Our study is based on a relatively small cohort of patients; therefore, the conclusions should be considered hypothesis-generating and require validation in a larger patient cohort. Due to the small sample size of patients with continuous AAo dilatation, potential other clinical, baseline CT or TAV-related factors associated with continuous AAo dilatation cannot be excluded.

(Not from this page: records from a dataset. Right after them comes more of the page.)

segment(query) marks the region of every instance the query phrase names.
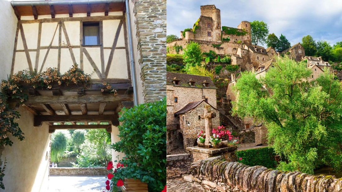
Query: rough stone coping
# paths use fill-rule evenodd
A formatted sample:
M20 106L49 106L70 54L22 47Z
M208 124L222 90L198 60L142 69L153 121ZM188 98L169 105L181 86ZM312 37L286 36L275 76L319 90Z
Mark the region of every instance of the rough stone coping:
M168 155L166 156L166 161L175 161L186 159L188 158L190 154L189 153L183 153L182 154L176 154L174 155Z
M237 148L236 146L232 146L220 149L214 148L205 148L204 147L187 147L186 150L192 152L197 152L207 154L215 154L219 153L222 153L225 151L234 151Z

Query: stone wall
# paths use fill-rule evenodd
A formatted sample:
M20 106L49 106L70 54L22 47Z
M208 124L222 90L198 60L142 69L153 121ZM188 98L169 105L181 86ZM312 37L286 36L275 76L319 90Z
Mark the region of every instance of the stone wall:
M133 0L132 4L134 51L139 54L135 56L140 77L136 81L142 88L138 97L143 98L139 102L158 101L166 94L166 0Z
M204 106L207 104L202 102L196 108L180 115L181 130L183 134L184 148L193 147L197 139L197 134L201 131L205 131L205 120L198 119L198 116L204 113ZM216 114L216 117L212 119L213 128L216 128L220 125L219 112L211 108L211 112ZM183 117L184 117L183 119ZM188 126L186 122L190 125Z
M104 176L109 173L106 167L50 167L49 171L50 175L61 176L83 175Z
M188 153L167 156L167 177L178 177L189 174L189 168L193 161L191 154Z
M167 132L166 152L169 152L174 149L183 148L183 136L180 130L168 130Z
M237 162L212 158L193 163L192 189L195 191L264 192L342 191L342 180L284 172L262 166L250 167Z

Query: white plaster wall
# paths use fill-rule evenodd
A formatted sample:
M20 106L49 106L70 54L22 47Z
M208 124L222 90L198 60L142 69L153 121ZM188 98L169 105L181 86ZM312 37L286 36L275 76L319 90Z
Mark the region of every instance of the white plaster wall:
M134 24L134 21L136 20L134 16L133 11L133 8L134 6L134 3L132 1L129 1L129 6L130 17L131 19L131 29L132 30L131 33L133 36L135 36L136 34L136 28ZM138 96L138 104L140 104L144 103L144 96L143 95L143 85L141 81L140 80L140 73L141 72L141 69L139 64L139 59L140 58L140 51L138 49L138 40L136 38L132 38L132 44L133 45L133 56L134 58L132 59L134 61L134 68L135 70L135 83L136 86L137 95Z
M0 80L7 79L11 73L17 18L11 2L0 0Z
M6 146L1 158L6 158L3 183L4 191L0 191L45 192L48 185L50 134L49 127L33 127L33 115L20 107L21 115L17 121L25 134L20 141L10 137L13 144Z

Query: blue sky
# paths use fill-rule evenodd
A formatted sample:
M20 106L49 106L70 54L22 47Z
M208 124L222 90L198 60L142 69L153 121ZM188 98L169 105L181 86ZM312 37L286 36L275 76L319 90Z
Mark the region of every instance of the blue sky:
M200 15L200 6L214 4L223 26L236 28L242 21L263 20L270 33L282 33L291 45L310 35L332 46L342 41L341 0L167 0L168 35L180 35Z

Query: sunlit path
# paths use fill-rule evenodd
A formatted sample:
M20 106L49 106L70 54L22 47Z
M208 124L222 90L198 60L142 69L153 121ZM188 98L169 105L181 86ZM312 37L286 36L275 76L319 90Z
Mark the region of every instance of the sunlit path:
M48 192L106 191L104 176L51 176Z

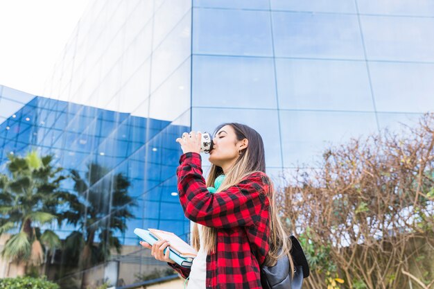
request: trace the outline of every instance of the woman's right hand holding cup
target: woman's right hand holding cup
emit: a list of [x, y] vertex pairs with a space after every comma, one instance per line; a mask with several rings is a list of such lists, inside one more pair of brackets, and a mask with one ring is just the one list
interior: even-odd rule
[[140, 241], [140, 245], [145, 248], [150, 249], [150, 254], [157, 260], [175, 264], [175, 262], [168, 257], [169, 250], [167, 249], [166, 251], [166, 254], [164, 253], [164, 249], [169, 245], [168, 241], [166, 240], [160, 240], [155, 242], [152, 246], [148, 243]]

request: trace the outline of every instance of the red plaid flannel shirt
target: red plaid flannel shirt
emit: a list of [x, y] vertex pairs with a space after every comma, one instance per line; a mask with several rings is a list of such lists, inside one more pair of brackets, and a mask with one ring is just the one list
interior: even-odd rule
[[[268, 177], [254, 173], [212, 194], [202, 176], [200, 155], [181, 156], [177, 170], [180, 201], [193, 222], [217, 229], [217, 249], [207, 256], [207, 289], [261, 288], [259, 265], [268, 252]], [[190, 269], [170, 264], [184, 278]]]

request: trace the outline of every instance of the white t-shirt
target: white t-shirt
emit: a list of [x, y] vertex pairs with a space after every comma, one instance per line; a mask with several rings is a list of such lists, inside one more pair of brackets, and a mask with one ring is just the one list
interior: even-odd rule
[[200, 249], [199, 249], [198, 256], [193, 260], [193, 263], [191, 264], [187, 289], [205, 289], [206, 287], [207, 252], [204, 249], [202, 227], [201, 225], [198, 224]]

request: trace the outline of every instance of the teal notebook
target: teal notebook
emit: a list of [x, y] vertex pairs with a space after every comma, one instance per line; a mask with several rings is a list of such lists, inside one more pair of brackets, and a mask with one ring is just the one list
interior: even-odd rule
[[[155, 242], [158, 240], [157, 238], [153, 236], [152, 234], [148, 230], [144, 230], [143, 229], [136, 228], [134, 230], [134, 234], [137, 235], [140, 238], [145, 240], [146, 243], [150, 244], [152, 246], [154, 245]], [[180, 256], [178, 252], [176, 252], [175, 250], [173, 250], [170, 246], [164, 249], [164, 254], [166, 254], [166, 250], [169, 249], [169, 254], [168, 257], [176, 262], [180, 265], [186, 268], [189, 268], [191, 267], [191, 264], [193, 263], [192, 257], [183, 257]]]

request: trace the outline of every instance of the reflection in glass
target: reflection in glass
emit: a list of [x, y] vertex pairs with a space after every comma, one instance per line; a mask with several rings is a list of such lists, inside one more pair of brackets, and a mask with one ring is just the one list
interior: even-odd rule
[[279, 107], [374, 111], [364, 62], [276, 59]]
[[434, 64], [372, 62], [370, 69], [377, 111], [434, 110]]
[[374, 112], [280, 112], [284, 165], [315, 166], [330, 144], [376, 132]]
[[356, 13], [354, 2], [347, 0], [270, 0], [272, 10]]
[[361, 16], [370, 60], [434, 62], [434, 19]]
[[192, 105], [277, 108], [274, 75], [270, 58], [194, 56]]
[[195, 8], [193, 53], [271, 56], [266, 11]]
[[357, 6], [363, 14], [434, 16], [434, 2], [431, 0], [357, 0]]
[[364, 59], [356, 15], [272, 12], [277, 57]]

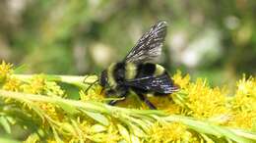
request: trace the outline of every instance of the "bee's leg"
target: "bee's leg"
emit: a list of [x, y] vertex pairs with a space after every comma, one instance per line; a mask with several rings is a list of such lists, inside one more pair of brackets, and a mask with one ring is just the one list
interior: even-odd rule
[[[122, 98], [122, 97], [126, 97], [127, 96], [127, 93], [128, 93], [128, 90], [124, 90], [124, 91], [122, 91], [122, 92], [120, 92], [119, 94], [120, 94], [120, 96], [118, 96], [118, 97], [120, 97], [120, 98]], [[125, 100], [125, 98], [123, 99], [123, 100]], [[111, 100], [111, 101], [109, 101], [109, 103], [108, 103], [108, 105], [115, 105], [117, 102], [119, 102], [119, 101], [121, 101], [121, 100]]]
[[150, 109], [157, 110], [157, 108], [153, 105], [153, 103], [149, 101], [147, 97], [145, 97], [142, 93], [137, 93], [137, 94], [139, 98], [149, 106]]

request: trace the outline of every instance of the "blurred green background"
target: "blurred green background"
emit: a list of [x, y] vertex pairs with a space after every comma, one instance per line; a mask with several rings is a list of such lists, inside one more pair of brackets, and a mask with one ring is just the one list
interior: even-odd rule
[[213, 85], [255, 75], [255, 0], [1, 0], [0, 60], [26, 73], [98, 74], [160, 20], [171, 73]]

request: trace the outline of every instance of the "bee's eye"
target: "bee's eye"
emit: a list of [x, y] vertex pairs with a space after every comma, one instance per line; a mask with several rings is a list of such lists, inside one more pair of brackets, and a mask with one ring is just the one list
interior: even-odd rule
[[106, 71], [101, 72], [100, 74], [100, 79], [99, 79], [99, 84], [103, 87], [106, 86], [107, 84], [107, 74], [106, 74]]

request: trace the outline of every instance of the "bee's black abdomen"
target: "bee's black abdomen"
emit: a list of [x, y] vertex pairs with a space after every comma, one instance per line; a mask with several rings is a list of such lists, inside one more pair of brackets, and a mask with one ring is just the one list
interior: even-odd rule
[[138, 65], [136, 78], [154, 75], [156, 71], [156, 64], [145, 63]]
[[117, 63], [113, 70], [113, 76], [116, 82], [121, 83], [125, 80], [125, 63]]

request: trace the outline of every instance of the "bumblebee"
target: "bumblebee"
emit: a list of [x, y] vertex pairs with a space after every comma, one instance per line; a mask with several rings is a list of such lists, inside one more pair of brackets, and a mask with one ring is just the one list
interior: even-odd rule
[[[134, 91], [150, 109], [157, 109], [147, 98], [148, 93], [166, 96], [178, 90], [163, 67], [150, 63], [160, 55], [166, 30], [166, 22], [157, 23], [143, 34], [124, 60], [112, 63], [101, 72], [99, 84], [108, 97], [117, 95], [125, 99], [130, 91]], [[108, 104], [116, 102], [112, 100]]]

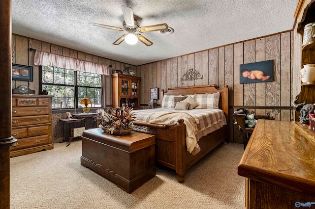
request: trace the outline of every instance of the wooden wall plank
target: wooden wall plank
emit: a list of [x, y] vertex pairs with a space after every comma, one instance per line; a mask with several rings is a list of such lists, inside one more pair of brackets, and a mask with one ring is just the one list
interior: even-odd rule
[[[198, 52], [194, 53], [194, 69], [197, 72], [202, 76], [202, 52]], [[202, 85], [202, 79], [198, 78], [194, 80], [194, 85], [199, 86]]]
[[55, 44], [50, 45], [50, 52], [58, 55], [63, 55], [63, 47]]
[[182, 86], [182, 57], [177, 57], [177, 86]]
[[[228, 85], [229, 105], [233, 105], [234, 45], [224, 47], [224, 84]], [[222, 87], [221, 87], [222, 88]], [[230, 127], [232, 127], [232, 124]]]
[[41, 51], [45, 52], [51, 52], [50, 51], [50, 44], [41, 42]]
[[[188, 55], [185, 55], [182, 56], [182, 77], [188, 70]], [[182, 80], [182, 86], [188, 86], [187, 80]]]
[[266, 60], [274, 60], [274, 82], [266, 83], [266, 105], [267, 106], [281, 105], [280, 59], [280, 35], [266, 37]]
[[78, 59], [82, 60], [85, 60], [85, 53], [82, 52], [78, 52]]
[[152, 88], [156, 88], [157, 86], [157, 63], [152, 63]]
[[223, 88], [224, 87], [225, 79], [224, 78], [224, 74], [225, 69], [224, 69], [224, 47], [220, 47], [219, 48], [219, 57], [218, 57], [218, 83], [219, 88]]
[[[195, 67], [194, 61], [195, 60], [194, 60], [194, 54], [191, 53], [191, 54], [188, 54], [188, 60], [187, 62], [188, 63], [188, 70], [189, 70], [191, 69], [194, 70], [194, 67]], [[185, 72], [185, 73], [186, 73], [186, 72]], [[188, 81], [188, 86], [193, 86], [194, 85], [194, 82], [193, 81], [193, 80]]]
[[[75, 59], [78, 58], [78, 51], [74, 50], [69, 50], [69, 56], [71, 58], [74, 58]], [[98, 57], [98, 56], [97, 56]], [[95, 62], [94, 60], [93, 60], [94, 62]]]
[[282, 106], [291, 105], [291, 40], [289, 32], [280, 34], [281, 43], [281, 88]]
[[240, 84], [240, 65], [243, 64], [243, 43], [234, 47], [234, 105], [243, 105], [243, 84]]
[[[265, 38], [259, 38], [255, 40], [255, 61], [261, 62], [265, 61]], [[265, 82], [256, 83], [255, 104], [257, 106], [265, 105]], [[256, 114], [265, 115], [265, 110], [256, 109]]]
[[[85, 54], [85, 61], [87, 61], [88, 62], [93, 62], [93, 55], [92, 55], [92, 54], [90, 54], [89, 53], [86, 53]], [[116, 62], [114, 61], [114, 62]], [[116, 64], [115, 65], [116, 66]], [[115, 70], [117, 70], [117, 68], [115, 68]]]
[[171, 87], [177, 87], [177, 57], [171, 60]]
[[70, 51], [69, 51], [69, 48], [67, 48], [66, 47], [63, 47], [63, 56], [69, 56], [69, 55], [70, 55]]
[[144, 73], [143, 82], [144, 83], [144, 94], [143, 95], [143, 103], [146, 104], [150, 102], [150, 96], [149, 92], [149, 64], [144, 65]]
[[[244, 64], [255, 62], [255, 41], [244, 42]], [[241, 76], [240, 75], [240, 76]], [[244, 85], [244, 104], [245, 105], [255, 105], [255, 84], [245, 83]]]
[[15, 63], [29, 65], [29, 40], [25, 37], [15, 37]]
[[203, 51], [202, 52], [202, 80], [201, 85], [209, 84], [209, 52]]
[[219, 85], [219, 48], [209, 51], [209, 84]]
[[[161, 91], [162, 89], [163, 89], [161, 84], [161, 78], [162, 77], [161, 76], [161, 61], [158, 61], [157, 62], [157, 85], [156, 85], [157, 87], [160, 88], [159, 89], [160, 92], [159, 92], [159, 99], [157, 101], [157, 103], [158, 104], [161, 104], [162, 99], [163, 99], [163, 95], [160, 93], [160, 91]], [[165, 90], [165, 89], [164, 89], [164, 90]]]

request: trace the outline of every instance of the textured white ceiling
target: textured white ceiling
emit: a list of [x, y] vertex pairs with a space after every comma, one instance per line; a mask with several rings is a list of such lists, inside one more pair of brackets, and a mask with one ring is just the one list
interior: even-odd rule
[[[12, 0], [12, 32], [139, 65], [289, 30], [298, 0]], [[140, 26], [166, 23], [175, 30], [142, 35], [154, 43], [112, 43], [126, 31], [121, 6]]]

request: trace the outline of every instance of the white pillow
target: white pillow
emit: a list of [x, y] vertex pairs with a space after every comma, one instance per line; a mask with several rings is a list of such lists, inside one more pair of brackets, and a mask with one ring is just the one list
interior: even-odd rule
[[177, 95], [164, 95], [162, 100], [161, 108], [174, 108], [175, 103], [174, 101], [175, 97], [179, 97], [180, 96]]
[[190, 96], [188, 96], [186, 99], [180, 102], [180, 103], [189, 103], [189, 105], [188, 106], [188, 109], [192, 109], [195, 107], [198, 106], [199, 104], [196, 102], [192, 97]]
[[195, 94], [193, 99], [199, 104], [196, 109], [219, 109], [220, 93]]

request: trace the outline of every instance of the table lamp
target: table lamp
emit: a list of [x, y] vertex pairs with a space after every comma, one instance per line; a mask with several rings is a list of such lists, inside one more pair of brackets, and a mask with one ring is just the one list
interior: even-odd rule
[[83, 112], [87, 113], [90, 111], [90, 107], [88, 107], [88, 104], [92, 103], [91, 100], [89, 100], [87, 97], [84, 97], [83, 99], [80, 102], [81, 104], [84, 104], [85, 107], [83, 107]]

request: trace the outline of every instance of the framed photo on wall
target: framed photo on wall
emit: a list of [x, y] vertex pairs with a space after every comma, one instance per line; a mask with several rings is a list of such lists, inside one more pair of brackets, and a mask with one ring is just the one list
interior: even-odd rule
[[274, 60], [240, 65], [240, 83], [274, 81]]
[[12, 64], [12, 78], [13, 80], [32, 82], [33, 67]]
[[158, 99], [158, 88], [151, 88], [151, 99]]

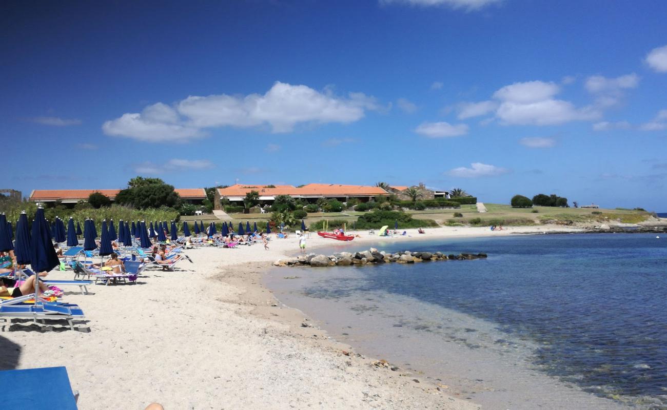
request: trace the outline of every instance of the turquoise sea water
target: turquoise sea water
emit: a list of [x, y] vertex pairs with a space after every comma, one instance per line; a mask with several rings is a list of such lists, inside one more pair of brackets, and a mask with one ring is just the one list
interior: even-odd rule
[[[406, 246], [388, 242], [377, 247], [396, 251]], [[454, 356], [478, 363], [476, 368], [484, 369], [487, 377], [498, 374], [488, 390], [518, 389], [502, 380], [504, 372], [515, 370], [516, 379], [528, 383], [523, 393], [542, 388], [539, 377], [530, 375], [533, 371], [612, 399], [589, 403], [572, 393], [572, 400], [588, 404], [569, 408], [614, 408], [613, 401], [667, 409], [667, 238], [534, 235], [410, 247], [485, 252], [489, 257], [304, 269], [295, 271], [301, 276], [297, 280], [283, 279], [284, 270], [274, 271], [268, 284], [279, 299], [321, 319], [335, 337], [370, 353], [426, 368], [434, 377], [459, 368], [470, 372], [471, 381], [477, 377], [475, 369], [466, 370], [466, 363], [450, 357], [454, 349]], [[480, 389], [470, 387], [466, 394]], [[510, 408], [510, 396], [522, 391], [508, 397], [479, 391], [470, 395], [486, 400], [488, 408]], [[539, 399], [526, 394], [529, 404], [512, 408], [531, 408], [531, 400], [549, 395], [546, 390]], [[542, 408], [560, 408], [554, 404], [560, 394]]]

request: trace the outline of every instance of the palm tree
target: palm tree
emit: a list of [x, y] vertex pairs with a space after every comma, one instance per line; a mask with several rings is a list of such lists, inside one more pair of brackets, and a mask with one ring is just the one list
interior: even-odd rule
[[454, 198], [461, 198], [463, 197], [470, 197], [470, 194], [468, 193], [461, 188], [454, 188], [452, 191], [450, 191], [450, 196]]
[[412, 202], [417, 202], [417, 199], [422, 197], [422, 193], [414, 187], [406, 189], [406, 195], [410, 197]]

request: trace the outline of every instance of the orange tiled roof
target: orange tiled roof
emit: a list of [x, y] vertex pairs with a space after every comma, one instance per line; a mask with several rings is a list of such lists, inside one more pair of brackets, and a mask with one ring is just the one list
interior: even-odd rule
[[227, 188], [219, 188], [223, 197], [244, 197], [251, 191], [257, 191], [260, 196], [329, 196], [346, 197], [354, 195], [382, 195], [387, 192], [378, 187], [370, 185], [346, 185], [340, 184], [310, 183], [297, 188], [293, 185], [275, 185], [275, 188], [265, 188], [266, 185], [236, 184]]

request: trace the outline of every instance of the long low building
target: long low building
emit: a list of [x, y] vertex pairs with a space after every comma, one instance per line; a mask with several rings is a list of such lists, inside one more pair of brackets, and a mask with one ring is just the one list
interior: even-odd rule
[[347, 202], [350, 198], [357, 198], [368, 201], [374, 197], [389, 196], [389, 193], [379, 187], [370, 185], [346, 185], [340, 184], [309, 183], [295, 187], [293, 185], [260, 185], [236, 184], [227, 188], [218, 188], [222, 199], [232, 202], [243, 201], [245, 195], [251, 191], [259, 193], [259, 201], [273, 201], [278, 195], [289, 195], [301, 198], [309, 202], [315, 202], [319, 198], [335, 199]]
[[[99, 192], [115, 201], [120, 189], [34, 189], [28, 197], [29, 201], [49, 203], [59, 201], [64, 204], [76, 203], [87, 201], [90, 194]], [[201, 203], [206, 198], [203, 188], [176, 188], [174, 189], [182, 199], [195, 204]]]

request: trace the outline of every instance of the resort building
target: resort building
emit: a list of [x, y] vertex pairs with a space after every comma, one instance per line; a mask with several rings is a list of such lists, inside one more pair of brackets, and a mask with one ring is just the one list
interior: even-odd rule
[[275, 197], [278, 195], [289, 195], [308, 202], [315, 202], [320, 198], [337, 199], [341, 202], [347, 202], [350, 198], [357, 198], [362, 202], [368, 202], [374, 197], [388, 197], [390, 195], [379, 187], [326, 183], [309, 183], [299, 187], [236, 184], [227, 188], [218, 188], [217, 191], [221, 199], [227, 199], [230, 202], [243, 201], [245, 194], [256, 191], [259, 193], [259, 201], [265, 204], [273, 203]]
[[[94, 192], [99, 192], [113, 201], [115, 200], [116, 195], [120, 191], [120, 189], [34, 189], [30, 193], [28, 200], [45, 205], [60, 201], [63, 205], [73, 206], [80, 201], [87, 201], [90, 194]], [[177, 188], [174, 191], [181, 196], [181, 199], [194, 205], [201, 205], [201, 201], [206, 198], [206, 192], [203, 188]]]

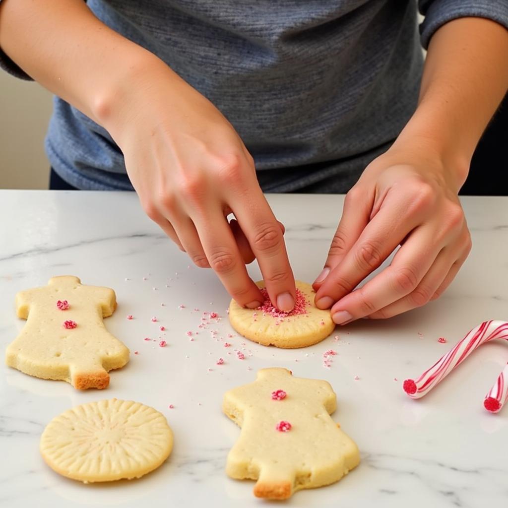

Also, systematic genetic testing was not available. The median duration of follow-up was 2.9 years; the longer term AAo diameter stability and natural progression of AAo dilatation up to 5 to 10 years remains unknown. Although no patients with continuous AAo dilatation experienced an adverse aortic event, a selection bias cannot be excluded, as only patients in whom post-TAVI CT scans beyond one year were available were included. Finally, this study only included patients with bicuspid AS; hence, these study findings cannot be translated to patients with bicuspid aortic regurgitation or tricuspid AV disease.

Conclusions

Ascending aortic dilatation remains stable in the majority of patients undergoing TAVI for bicuspid AS. In 15% of patients, progression in aortic dilatation is observed, which seems to be related to the structure and function of the implanted TAV. The ratio of the raphe length to aortic annulus mean diameter was the strongest predictor for continuous ascending aortic dilatation after TAVI.